Progress is being made in efforts to slow the flow and improve water quality in the Kissimmee River, according to information shared at the Lake Okeechobee Basin Management Action Plan (BMAP) annual meeting on June 2.
The Kissimmee River Restoration Project, which restored the central one-third of the original river and floodplain, was completed in 2021, explained Stacey Ollis SFWMD Everglades and Estuaries Protection Bureau. The project restored the winding path of 44 central miles of the original river.
Hydrologic restoration will occur over the next several years, Ollis explained. The Kissimmee Headwaters Revitalization Schedule, which will increase water storage in the headwaters, will be phased in over the next five years, she said. This will better mimic the river's natural flow.
In addition, the Lake Okeechobee Watershed Restoration Plan (LOWRP) includes restoration of two wetlands areas south of the restored section of the river.

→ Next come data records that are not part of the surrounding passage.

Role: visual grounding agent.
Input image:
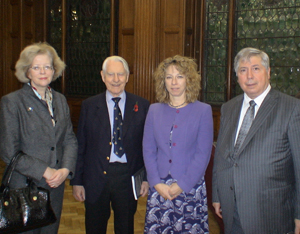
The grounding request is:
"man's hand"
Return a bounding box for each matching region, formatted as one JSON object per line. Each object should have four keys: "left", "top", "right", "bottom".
{"left": 154, "top": 183, "right": 172, "bottom": 200}
{"left": 140, "top": 181, "right": 149, "bottom": 197}
{"left": 295, "top": 219, "right": 300, "bottom": 234}
{"left": 213, "top": 202, "right": 223, "bottom": 218}
{"left": 73, "top": 185, "right": 86, "bottom": 202}
{"left": 169, "top": 182, "right": 183, "bottom": 200}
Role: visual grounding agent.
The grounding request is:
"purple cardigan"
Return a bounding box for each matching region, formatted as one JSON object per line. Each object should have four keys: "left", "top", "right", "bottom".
{"left": 143, "top": 101, "right": 213, "bottom": 193}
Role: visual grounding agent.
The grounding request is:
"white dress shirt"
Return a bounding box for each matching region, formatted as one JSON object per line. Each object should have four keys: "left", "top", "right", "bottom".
{"left": 235, "top": 84, "right": 271, "bottom": 143}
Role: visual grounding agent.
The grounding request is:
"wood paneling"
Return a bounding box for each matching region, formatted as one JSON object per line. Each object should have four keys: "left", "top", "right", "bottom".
{"left": 212, "top": 106, "right": 221, "bottom": 142}
{"left": 118, "top": 0, "right": 135, "bottom": 94}
{"left": 134, "top": 0, "right": 158, "bottom": 102}
{"left": 0, "top": 0, "right": 46, "bottom": 98}
{"left": 0, "top": 0, "right": 222, "bottom": 140}
{"left": 159, "top": 0, "right": 184, "bottom": 60}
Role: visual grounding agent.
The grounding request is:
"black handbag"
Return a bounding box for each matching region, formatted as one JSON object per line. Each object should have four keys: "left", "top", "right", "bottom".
{"left": 0, "top": 152, "right": 57, "bottom": 233}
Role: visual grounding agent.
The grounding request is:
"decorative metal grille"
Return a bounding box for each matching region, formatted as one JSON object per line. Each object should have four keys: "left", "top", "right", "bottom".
{"left": 204, "top": 0, "right": 229, "bottom": 104}
{"left": 48, "top": 1, "right": 63, "bottom": 92}
{"left": 235, "top": 0, "right": 300, "bottom": 97}
{"left": 48, "top": 0, "right": 110, "bottom": 96}
{"left": 204, "top": 0, "right": 300, "bottom": 104}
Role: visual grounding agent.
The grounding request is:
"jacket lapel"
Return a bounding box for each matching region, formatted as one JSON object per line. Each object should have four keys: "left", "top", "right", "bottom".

The Kissimmee River Center project will restore 1,200 acres of wetlands. The Paradise Run project will restore 4,700 acres of wetlands at the southern end of the river, just north of Lake Okeechobee.
The Kissimmee Basin encompasses more than two dozen lakes in the Kissimmee Chain of Lakes (KCOL), their tributary streams and associated marshes and the Kissimmee River and floodplain. The basin forms the headwaters of Lake Okeechobee.
The Kissimmee River once meandered for 103 miles through central Florida. Its floodplain, reaching up to 3 miles wide, was inundated for long periods by heavy seasonal rains. In the 1960s, as part of the Central and South Florida Flood Control Project, the Kissimmee River was channelized by cutting and dredging a 30-feet-deep straightaway through the river's meanders: the C-38 canal.
After extensive planning, construction for the Kissimmee River Restoration Project began in 1999 with backfilling 8 miles of the C-38 canal. The project was originally expected to take about 10 years, but there numerous delays due to funding shortfalls and hurricanes. The U.S. Army Corps of Engineers celebrated the project’s completion on July 29, 2021.
According to the U.S. Geological Survey, before the river was channelized, it took about six months for rain that fell at the river’s headwaters to slowly sheetflow south to Lake Okeechobee. Due to the channelization, which send the rainfall down a straight, deep path, that hydrological trip was reduced to just a few weeks.